Skill Learning and Acquisition
The previous section introduced how to manually define skills. But the more exciting question is: Can Agents autonomously learn new skills?
This section explores three paradigms for Agent skill learning: learning from experience, creating from tools, and acquiring through distillation.
Paradigm 1: Learning from Experience — The Voyager Pattern
Core Idea
Voyager (NVIDIA, 2023) is a milestone work in autonomous Agent skill learning. It demonstrates an amazing capability cycle in the Minecraft game:
Explore → Try → Succeed → Save as skill → Reuse skill → Explore more complex tasks
Just like a human learning to ride a bicycle — fall a few times, master balance, and it becomes "muscle memory" (a skill), which can then be executed automatically without relearning each time.
Voyager's Three Core Components
Complete Skill Learning Workflow
# Voyager skill learning workflow (simplified Python pseudocode)
class VoyagerAgent:
def __init__(self):
self.skill_library = SkillLibrary()
self.curriculum = AutoCurriculum()
self.code_generator = CodeGenerator() # GPT-4
self.critic = TaskCritic() # GPT-4
def learning_loop(self):
"""Core learning loop"""
while True:
# 1. Curriculum system proposes next task
task = self.curriculum.propose_next_task(
completed_tasks=self.completed_tasks,
current_state=self.get_env_state()
)
print(f"📋 New task: {task}")
# 2. Retrieve relevant skills from skill library
relevant_skills = self.skill_library.retrieve(task, top_k=5)

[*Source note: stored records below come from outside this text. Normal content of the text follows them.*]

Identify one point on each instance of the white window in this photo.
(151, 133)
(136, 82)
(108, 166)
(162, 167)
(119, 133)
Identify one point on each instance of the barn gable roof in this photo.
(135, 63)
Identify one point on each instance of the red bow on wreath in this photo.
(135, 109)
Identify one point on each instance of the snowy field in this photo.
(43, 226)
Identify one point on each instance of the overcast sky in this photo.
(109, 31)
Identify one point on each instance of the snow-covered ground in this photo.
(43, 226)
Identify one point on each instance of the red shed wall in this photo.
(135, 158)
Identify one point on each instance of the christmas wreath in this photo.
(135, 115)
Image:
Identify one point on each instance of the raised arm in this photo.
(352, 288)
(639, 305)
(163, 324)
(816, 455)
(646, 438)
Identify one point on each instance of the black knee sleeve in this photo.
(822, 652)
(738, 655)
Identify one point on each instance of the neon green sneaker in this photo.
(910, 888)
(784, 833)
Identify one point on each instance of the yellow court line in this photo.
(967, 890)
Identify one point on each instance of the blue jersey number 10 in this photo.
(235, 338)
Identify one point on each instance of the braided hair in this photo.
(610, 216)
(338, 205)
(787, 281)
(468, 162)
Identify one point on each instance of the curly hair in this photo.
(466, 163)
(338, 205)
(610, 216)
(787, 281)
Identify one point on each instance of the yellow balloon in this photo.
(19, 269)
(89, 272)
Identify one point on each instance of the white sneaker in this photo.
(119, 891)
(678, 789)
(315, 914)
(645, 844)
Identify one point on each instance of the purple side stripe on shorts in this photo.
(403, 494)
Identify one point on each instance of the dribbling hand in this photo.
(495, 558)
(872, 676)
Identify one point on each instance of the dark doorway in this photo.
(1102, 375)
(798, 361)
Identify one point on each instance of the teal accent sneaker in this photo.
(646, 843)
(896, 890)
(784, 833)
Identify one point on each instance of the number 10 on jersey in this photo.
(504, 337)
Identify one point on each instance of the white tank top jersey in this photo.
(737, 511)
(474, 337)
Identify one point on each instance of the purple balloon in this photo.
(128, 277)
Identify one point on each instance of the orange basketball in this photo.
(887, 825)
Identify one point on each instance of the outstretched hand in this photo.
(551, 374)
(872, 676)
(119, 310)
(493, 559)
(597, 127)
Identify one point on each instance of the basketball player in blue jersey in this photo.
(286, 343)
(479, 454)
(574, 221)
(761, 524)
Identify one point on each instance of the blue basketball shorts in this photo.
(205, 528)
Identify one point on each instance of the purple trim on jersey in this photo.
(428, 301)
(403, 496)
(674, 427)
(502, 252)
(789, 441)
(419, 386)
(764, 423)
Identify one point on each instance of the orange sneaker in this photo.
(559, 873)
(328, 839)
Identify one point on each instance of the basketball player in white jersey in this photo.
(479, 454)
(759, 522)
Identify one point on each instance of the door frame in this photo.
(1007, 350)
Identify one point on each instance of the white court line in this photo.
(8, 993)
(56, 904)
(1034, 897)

print(f"📚 Found {len(relevant_skills)} relevant skills")
# 3. Generate code (combining existing skills)
success = False
for attempt in range(4): # Maximum 4 attempts
code = self.code_generator.generate(
task=task,
relevant_skills=relevant_skills,
env_state=self.get_env_state(),
previous_errors=self.errors if attempt > 0 else None
)
# 4. Execute code
result = self.execute(code)
# 5. Self-verification
success, critique = self.critic.check(
task=task,
result=result,
env_state=self.get_env_state()
)
if success:
break
else:
self.errors = critique
print(f" ❌ Attempt {attempt + 1} failed: {critique}")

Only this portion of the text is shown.